From 293f5887b7baa1a2d1f48e9e102eebbf893e6709 Mon Sep 17 00:00:00 2001
From: Rohan McGovern <rmcgover@redhat.com>
Date: Tue, 9 Aug 2022 08:49:14 +1000
Subject: [PATCH] Implement error handling

Ultimately, all errors are propagated in some way, but it's important to
differentiate between "the content was invalid" vs "failed to fetch the
content".
---
 repo_autoindex/__init__.py       |   7 +-
 repo_autoindex/_impl/api.py      |  47 +++++++++--
 repo_autoindex/_impl/base.py     |  16 ++++
 repo_autoindex/_impl/yum.py      |  28 ++++---
 tests/test_yum_render_corrupt.py | 132 +++++++++++++++++++++++++++++++
 5 files changed, 209 insertions(+), 21 deletions(-)

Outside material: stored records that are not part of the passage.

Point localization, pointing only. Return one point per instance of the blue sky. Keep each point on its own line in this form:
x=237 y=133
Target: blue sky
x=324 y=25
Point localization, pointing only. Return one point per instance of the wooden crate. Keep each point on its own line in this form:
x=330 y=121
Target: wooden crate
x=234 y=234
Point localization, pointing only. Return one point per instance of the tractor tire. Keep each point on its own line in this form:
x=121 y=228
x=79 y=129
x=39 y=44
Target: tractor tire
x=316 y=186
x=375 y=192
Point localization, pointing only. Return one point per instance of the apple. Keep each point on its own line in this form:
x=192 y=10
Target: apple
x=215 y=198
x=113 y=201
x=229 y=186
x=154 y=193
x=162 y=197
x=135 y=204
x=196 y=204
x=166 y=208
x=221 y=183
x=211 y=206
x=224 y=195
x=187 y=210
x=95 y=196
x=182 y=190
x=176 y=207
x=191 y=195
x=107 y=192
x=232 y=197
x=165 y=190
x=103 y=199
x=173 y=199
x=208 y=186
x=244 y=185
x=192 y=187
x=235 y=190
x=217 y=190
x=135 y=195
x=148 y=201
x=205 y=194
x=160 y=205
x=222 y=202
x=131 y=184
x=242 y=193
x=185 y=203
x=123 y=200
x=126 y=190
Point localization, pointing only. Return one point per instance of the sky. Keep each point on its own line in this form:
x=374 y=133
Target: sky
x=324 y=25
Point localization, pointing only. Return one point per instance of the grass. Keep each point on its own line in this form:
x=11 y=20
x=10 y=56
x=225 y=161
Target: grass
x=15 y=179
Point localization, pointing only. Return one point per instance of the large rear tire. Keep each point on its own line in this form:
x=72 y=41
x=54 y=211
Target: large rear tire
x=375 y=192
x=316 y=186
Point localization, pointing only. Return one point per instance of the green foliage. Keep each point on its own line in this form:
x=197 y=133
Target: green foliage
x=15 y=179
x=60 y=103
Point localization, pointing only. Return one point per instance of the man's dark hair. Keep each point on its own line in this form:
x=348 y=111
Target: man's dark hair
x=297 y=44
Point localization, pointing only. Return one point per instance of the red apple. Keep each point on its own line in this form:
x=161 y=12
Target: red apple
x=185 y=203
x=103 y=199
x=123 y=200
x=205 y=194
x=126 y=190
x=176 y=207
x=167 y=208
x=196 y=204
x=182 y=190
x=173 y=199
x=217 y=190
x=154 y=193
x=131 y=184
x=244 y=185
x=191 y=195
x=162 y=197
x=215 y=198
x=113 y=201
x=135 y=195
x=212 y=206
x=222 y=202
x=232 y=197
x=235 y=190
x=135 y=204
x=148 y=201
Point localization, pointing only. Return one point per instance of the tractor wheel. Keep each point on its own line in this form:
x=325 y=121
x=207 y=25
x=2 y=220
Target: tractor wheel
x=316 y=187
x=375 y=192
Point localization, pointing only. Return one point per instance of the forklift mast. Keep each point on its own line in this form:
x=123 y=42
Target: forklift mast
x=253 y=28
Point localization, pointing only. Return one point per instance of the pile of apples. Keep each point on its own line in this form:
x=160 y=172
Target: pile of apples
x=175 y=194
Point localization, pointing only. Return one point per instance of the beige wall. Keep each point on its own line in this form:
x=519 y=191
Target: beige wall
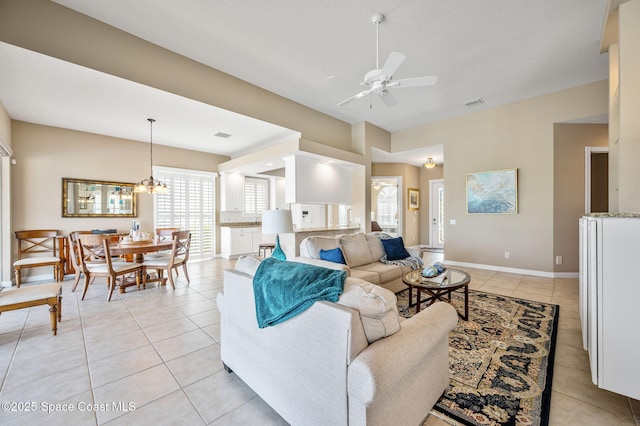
x=627 y=98
x=570 y=141
x=44 y=155
x=5 y=127
x=5 y=198
x=518 y=135
x=51 y=29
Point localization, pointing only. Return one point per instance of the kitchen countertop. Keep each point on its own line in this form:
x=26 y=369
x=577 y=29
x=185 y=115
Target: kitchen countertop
x=241 y=225
x=324 y=229
x=631 y=215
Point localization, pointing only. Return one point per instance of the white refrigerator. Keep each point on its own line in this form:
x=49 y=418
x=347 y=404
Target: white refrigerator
x=610 y=300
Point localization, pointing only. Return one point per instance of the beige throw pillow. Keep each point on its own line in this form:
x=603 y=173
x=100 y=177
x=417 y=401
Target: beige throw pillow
x=356 y=249
x=377 y=307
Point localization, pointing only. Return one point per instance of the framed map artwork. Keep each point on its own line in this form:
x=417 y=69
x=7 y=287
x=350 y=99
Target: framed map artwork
x=493 y=192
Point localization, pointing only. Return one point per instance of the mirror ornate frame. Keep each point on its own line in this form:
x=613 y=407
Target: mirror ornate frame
x=96 y=198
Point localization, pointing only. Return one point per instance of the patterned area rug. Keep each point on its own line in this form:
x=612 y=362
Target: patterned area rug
x=500 y=361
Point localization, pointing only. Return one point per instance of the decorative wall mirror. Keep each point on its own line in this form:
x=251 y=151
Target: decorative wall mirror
x=95 y=198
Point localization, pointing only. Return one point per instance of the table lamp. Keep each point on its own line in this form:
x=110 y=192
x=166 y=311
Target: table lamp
x=276 y=222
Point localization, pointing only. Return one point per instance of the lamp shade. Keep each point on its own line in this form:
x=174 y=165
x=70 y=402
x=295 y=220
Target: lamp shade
x=277 y=222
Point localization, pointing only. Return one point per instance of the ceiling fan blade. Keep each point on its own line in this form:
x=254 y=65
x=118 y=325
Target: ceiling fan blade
x=428 y=80
x=388 y=99
x=394 y=61
x=343 y=80
x=354 y=97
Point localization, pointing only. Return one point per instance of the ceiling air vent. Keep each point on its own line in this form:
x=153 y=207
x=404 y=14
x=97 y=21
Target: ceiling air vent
x=474 y=102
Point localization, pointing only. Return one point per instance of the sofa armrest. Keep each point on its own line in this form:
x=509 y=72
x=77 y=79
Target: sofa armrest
x=415 y=252
x=322 y=263
x=419 y=352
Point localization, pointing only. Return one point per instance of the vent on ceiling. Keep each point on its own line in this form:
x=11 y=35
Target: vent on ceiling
x=474 y=102
x=5 y=151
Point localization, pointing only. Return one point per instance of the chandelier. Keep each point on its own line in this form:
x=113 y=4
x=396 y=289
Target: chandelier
x=430 y=164
x=151 y=185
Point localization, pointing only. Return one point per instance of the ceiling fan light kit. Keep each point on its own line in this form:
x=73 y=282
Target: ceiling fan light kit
x=380 y=80
x=430 y=164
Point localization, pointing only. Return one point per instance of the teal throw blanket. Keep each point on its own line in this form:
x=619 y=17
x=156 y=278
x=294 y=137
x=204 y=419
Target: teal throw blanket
x=283 y=289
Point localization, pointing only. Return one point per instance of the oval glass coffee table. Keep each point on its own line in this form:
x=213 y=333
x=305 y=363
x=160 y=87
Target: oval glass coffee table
x=437 y=287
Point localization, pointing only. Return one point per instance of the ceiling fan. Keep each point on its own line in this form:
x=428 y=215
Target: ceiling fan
x=380 y=80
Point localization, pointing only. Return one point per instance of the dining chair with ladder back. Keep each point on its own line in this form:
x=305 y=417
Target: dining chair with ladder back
x=181 y=256
x=96 y=261
x=74 y=255
x=163 y=234
x=182 y=251
x=161 y=264
x=38 y=248
x=166 y=234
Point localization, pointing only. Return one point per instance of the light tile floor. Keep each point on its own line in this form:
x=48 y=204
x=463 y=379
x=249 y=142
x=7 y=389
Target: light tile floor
x=153 y=357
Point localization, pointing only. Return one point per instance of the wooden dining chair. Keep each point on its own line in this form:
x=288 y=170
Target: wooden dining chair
x=37 y=248
x=183 y=248
x=96 y=261
x=178 y=257
x=74 y=255
x=165 y=234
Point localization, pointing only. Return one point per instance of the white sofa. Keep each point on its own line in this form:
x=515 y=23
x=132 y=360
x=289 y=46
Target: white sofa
x=318 y=368
x=362 y=253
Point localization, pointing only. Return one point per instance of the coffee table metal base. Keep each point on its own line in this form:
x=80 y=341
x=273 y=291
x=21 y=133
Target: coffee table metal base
x=437 y=295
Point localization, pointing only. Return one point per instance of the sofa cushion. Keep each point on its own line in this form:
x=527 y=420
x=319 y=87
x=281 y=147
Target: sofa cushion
x=363 y=274
x=323 y=263
x=375 y=246
x=333 y=255
x=247 y=264
x=356 y=249
x=377 y=307
x=394 y=247
x=311 y=246
x=386 y=273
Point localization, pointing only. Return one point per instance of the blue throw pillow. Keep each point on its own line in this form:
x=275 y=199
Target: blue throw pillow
x=334 y=255
x=394 y=247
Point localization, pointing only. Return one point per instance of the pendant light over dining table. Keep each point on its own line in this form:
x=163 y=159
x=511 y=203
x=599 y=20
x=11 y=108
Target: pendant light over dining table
x=151 y=185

 create mode 100644 tests/test_yum_render_corrupt.py

diff --git a/repo_autoindex/__init__.py b/repo_autoindex/__init__.py
index b472b0b..77fcc0c 100644
--- a/repo_autoindex/__init__.py
+++ b/repo_autoindex/__init__.py
@@ -1,4 +1,7 @@
 from ._impl.api import autoindex
-from ._impl.base import Fetcher, GeneratedIndex
+from ._impl.base import Fetcher, GeneratedIndex, ContentError
 
-__all__ = ["autoindex", "Fetcher", "GeneratedIndex"]
+ContentError.__module__ = "repo_autoindex"
+
+
+__all__ = ["autoindex", "ContentError", "Fetcher", "GeneratedIndex"]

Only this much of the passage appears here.